Maybe so. But I was still not certain what the true legacy of Steve Case and the entire Internet era would be. I couldn’t disagree that much had been lost. But I wondered too, was there still something to salvage for both AOL and the digital future it had once led? Before I got to that, though, I had to find out how the story ended.
It Sticks in My Craw(ford), Part II
Gordon Crawford was still very, very angry.
Still piqued over the deteriorating situation at AOL Time Warner, he was now annoyed at himself too. After laying into AOL Time Warner CFO Wayne Pace in early 2002 over what he perceived as hyping by COO Bob Pittman and dissembling by former CFO Mike Kelly in 2001, the powerful media investor from Capital Research and Management in Los Angeles had decided over the spring to continue investing in the company.
He visited AOL and was heartened that executives were hard at work on a solution, even as the other divisions of the company were excelling and new CEO Dick Parsons had boosted morale. Crawford calculated that the stock price had fallen well below the potential breakup value of the various parts of the company, and he’d decided AOL Time Warner stock was being beaten down unnecessarily. It now seemed a good buy. After all, how much worse could things get?
A lot, actually, as the online unit continued its downward spiral as new accounting allegations were revealed over the summer and more signs appeared that both subscriber numbers and ad revenue were in troubl
e. Crawford would later kick himself for ignoring the signs he had flagged earlier.
“When there is one cockroach, one should always assume there are others,” said Crawford to me in 2003. “It was a stupid mistake.”
And Crawford wasn’t going to make another one, especially after he began hearing more and more angry voices from his network of sources across the divisions of AOL Time Warner. Almost all the complaints were now centered on one person: Steve Case.
After Levin and Pittman had left, Case had begun to reassert himself at the company, visiting various divisions and doling out guidance on how to better achieve synergies. But few divisional executives welcomed the advice, especially coming from the man they held most responsible for the huge decline in the company fortunes, who was also a constant reminder of how Time Warner had been tricked. “To have to sit there and listen to him was extremely aggravating for them,” said Crawford. “His continued presence was taking a terrible toll on morale.”
As the protests mounted, Crawford took it upon himself to gather key allies among the big shareholders—beginning with Ted Turner, who had now soured on Case much in the same way he had on Levin.
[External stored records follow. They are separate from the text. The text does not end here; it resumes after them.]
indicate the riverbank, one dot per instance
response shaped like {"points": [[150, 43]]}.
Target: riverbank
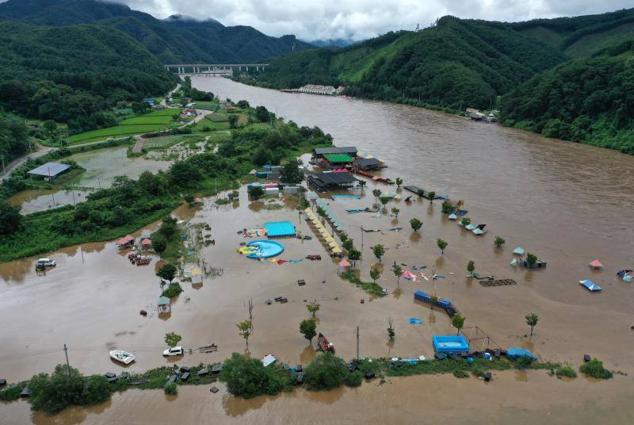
{"points": [[129, 205]]}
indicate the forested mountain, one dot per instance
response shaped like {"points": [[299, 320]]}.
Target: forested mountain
{"points": [[72, 74], [589, 100], [455, 64], [581, 36], [173, 40]]}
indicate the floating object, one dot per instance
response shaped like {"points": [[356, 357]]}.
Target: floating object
{"points": [[409, 276], [125, 242], [515, 353], [415, 321], [596, 264], [122, 356], [324, 345], [264, 249], [519, 251], [268, 360], [450, 344], [590, 285], [278, 229]]}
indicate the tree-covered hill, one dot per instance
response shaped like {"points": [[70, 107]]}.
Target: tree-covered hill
{"points": [[173, 40], [72, 74], [581, 36], [455, 64], [588, 100]]}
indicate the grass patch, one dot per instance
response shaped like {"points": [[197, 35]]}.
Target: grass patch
{"points": [[369, 287], [565, 371], [153, 121], [594, 369]]}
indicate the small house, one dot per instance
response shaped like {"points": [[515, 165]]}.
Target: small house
{"points": [[49, 171], [164, 305], [367, 164], [325, 181]]}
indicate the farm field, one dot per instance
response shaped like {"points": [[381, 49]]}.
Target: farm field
{"points": [[153, 121]]}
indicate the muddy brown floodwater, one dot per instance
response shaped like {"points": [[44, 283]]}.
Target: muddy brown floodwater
{"points": [[565, 202]]}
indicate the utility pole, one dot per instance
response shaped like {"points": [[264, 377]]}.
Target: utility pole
{"points": [[357, 342], [67, 363]]}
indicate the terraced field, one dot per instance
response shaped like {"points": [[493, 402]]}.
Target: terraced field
{"points": [[153, 121]]}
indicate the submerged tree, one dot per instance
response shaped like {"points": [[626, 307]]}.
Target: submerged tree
{"points": [[458, 322], [245, 328], [398, 271], [308, 328], [167, 272], [172, 339], [442, 244], [416, 224], [390, 330], [470, 267], [375, 273], [379, 251], [313, 308], [531, 320]]}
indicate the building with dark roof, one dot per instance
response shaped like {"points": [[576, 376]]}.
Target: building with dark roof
{"points": [[50, 170], [324, 182], [368, 164]]}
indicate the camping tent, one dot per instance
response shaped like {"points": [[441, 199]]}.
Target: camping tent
{"points": [[596, 264], [590, 285], [519, 251]]}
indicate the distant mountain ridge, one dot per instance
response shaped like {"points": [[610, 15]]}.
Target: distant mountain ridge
{"points": [[173, 40]]}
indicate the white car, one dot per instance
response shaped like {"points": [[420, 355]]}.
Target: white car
{"points": [[45, 262], [173, 351]]}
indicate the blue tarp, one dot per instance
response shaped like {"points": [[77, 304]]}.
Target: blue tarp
{"points": [[415, 321], [276, 229], [450, 344], [422, 296], [590, 285], [515, 353]]}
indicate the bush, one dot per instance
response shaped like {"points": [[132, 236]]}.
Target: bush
{"points": [[325, 372], [594, 369], [66, 387], [247, 378], [353, 379], [459, 373], [170, 388], [173, 290], [565, 372]]}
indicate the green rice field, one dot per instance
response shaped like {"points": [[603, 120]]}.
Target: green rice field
{"points": [[153, 121]]}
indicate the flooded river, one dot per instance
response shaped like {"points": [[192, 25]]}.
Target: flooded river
{"points": [[565, 202]]}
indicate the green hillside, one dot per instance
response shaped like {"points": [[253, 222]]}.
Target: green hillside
{"points": [[72, 74], [174, 40], [588, 100], [581, 36], [457, 63]]}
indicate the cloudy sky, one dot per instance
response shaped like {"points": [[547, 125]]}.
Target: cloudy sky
{"points": [[360, 19]]}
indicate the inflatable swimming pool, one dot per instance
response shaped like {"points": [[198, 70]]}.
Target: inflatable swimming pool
{"points": [[264, 249]]}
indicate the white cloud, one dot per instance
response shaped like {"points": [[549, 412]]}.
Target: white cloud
{"points": [[359, 19]]}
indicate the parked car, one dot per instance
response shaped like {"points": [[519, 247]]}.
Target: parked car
{"points": [[43, 263], [173, 351]]}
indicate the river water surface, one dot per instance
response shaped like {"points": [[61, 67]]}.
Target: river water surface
{"points": [[567, 203]]}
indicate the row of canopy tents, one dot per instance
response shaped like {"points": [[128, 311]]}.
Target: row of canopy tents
{"points": [[329, 215], [321, 231]]}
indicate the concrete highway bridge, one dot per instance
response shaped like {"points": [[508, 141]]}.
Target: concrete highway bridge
{"points": [[215, 69]]}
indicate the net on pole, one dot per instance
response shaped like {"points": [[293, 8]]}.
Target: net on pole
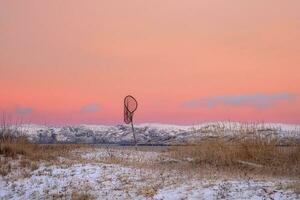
{"points": [[130, 106]]}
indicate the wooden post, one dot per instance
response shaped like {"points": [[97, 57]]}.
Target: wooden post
{"points": [[135, 143]]}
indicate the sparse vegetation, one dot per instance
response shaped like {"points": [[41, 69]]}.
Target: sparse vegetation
{"points": [[248, 154]]}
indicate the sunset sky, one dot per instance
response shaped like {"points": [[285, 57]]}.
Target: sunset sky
{"points": [[71, 61]]}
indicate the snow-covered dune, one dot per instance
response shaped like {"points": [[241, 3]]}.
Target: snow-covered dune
{"points": [[155, 134]]}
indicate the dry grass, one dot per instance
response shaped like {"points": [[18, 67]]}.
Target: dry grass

Crawford then contacted Malone, who had wanted to stay neutral, but agreed to hear them out in an August visit to Denver. There, Crawford and Turner made their argument to Malone.
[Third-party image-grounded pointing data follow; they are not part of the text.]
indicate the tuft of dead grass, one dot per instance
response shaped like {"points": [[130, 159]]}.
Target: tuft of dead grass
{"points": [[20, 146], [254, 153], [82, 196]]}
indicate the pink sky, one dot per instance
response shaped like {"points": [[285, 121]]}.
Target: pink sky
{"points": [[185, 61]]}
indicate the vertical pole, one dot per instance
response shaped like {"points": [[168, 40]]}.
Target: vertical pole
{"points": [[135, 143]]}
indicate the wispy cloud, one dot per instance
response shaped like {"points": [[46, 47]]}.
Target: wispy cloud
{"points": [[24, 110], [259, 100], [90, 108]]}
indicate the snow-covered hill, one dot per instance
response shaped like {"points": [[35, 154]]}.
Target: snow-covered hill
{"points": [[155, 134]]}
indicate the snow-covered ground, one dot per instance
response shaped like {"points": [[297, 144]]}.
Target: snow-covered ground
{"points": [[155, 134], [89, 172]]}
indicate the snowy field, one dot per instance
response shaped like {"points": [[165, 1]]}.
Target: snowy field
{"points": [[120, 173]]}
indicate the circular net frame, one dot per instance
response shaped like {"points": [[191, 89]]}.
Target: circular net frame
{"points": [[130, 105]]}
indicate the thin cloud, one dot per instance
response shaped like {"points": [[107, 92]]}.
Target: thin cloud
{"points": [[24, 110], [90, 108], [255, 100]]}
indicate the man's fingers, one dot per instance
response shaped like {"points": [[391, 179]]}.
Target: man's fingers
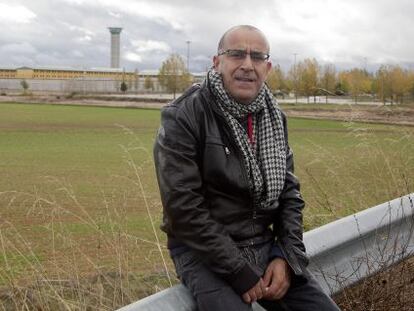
{"points": [[268, 276], [246, 298]]}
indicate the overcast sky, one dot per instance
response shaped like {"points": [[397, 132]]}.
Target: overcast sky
{"points": [[348, 33]]}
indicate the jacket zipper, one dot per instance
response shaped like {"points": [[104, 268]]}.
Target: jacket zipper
{"points": [[244, 173]]}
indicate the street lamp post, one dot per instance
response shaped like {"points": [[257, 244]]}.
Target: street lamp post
{"points": [[188, 55], [295, 79]]}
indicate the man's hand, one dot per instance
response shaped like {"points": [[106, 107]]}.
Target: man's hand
{"points": [[276, 279], [255, 293]]}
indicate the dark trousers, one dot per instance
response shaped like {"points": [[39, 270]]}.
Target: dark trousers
{"points": [[214, 294]]}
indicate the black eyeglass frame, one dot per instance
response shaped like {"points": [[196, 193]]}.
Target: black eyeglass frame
{"points": [[255, 56]]}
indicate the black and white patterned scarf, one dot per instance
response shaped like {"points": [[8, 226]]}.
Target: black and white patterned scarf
{"points": [[265, 160]]}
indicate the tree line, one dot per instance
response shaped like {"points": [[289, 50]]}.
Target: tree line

“Their view was that it was a disaster and no one could stand to have Case around,” recalled Malone. “The numbers lost were just too big, so he had to go.” Lingering in the background, noted Malone, was the sense that Case had outsmarted everyone at Time Warner, a fact that further grated on them.
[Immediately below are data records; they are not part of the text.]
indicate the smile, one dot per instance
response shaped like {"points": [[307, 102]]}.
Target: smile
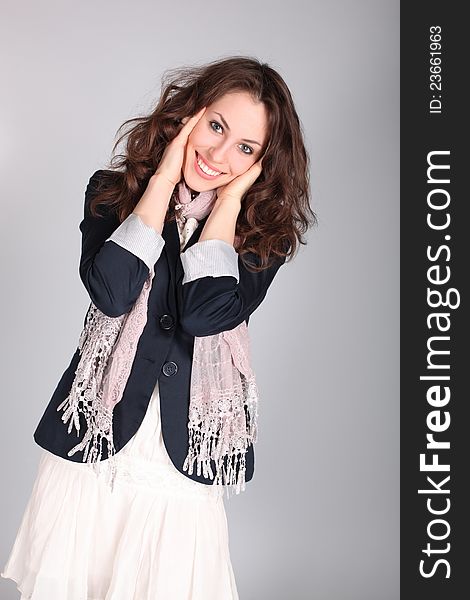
{"points": [[204, 170]]}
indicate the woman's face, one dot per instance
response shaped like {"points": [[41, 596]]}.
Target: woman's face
{"points": [[225, 142]]}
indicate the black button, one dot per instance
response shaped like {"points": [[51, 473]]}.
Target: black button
{"points": [[166, 321], [169, 368]]}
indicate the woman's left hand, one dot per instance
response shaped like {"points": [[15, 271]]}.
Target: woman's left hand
{"points": [[238, 187]]}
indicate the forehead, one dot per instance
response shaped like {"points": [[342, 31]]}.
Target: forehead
{"points": [[245, 117]]}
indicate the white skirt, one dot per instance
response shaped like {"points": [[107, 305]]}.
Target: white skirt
{"points": [[157, 536]]}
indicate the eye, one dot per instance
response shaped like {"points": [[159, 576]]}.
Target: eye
{"points": [[212, 123], [250, 150]]}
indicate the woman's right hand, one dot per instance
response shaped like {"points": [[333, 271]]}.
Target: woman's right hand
{"points": [[173, 156]]}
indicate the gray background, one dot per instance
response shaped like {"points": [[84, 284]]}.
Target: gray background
{"points": [[320, 519]]}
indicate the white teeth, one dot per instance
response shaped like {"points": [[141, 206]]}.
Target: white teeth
{"points": [[206, 169]]}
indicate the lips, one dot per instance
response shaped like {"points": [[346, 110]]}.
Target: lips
{"points": [[201, 172]]}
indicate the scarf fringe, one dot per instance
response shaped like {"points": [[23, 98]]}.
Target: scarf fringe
{"points": [[207, 444]]}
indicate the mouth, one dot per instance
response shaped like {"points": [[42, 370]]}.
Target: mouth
{"points": [[203, 169]]}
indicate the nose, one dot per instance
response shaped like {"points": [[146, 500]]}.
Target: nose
{"points": [[218, 156]]}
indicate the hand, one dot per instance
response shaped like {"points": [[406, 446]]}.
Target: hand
{"points": [[172, 160], [238, 187]]}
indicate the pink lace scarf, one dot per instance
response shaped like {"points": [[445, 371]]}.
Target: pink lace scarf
{"points": [[223, 410]]}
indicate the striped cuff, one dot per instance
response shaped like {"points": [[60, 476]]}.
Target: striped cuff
{"points": [[139, 238], [209, 258]]}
Since Crawford was headed east to New York for a series of meetings at various media concerns, including AOL Time Warner, the trio decided that he would be the one to deliver the news that Case should go. Crawford first met with Dick Parsons and Wayne Pace on other topics at the company’s Rockefeller Center headquarters. During the meeting, Case joined the group and invited Crawford to his office when the meeting was done for a private talk.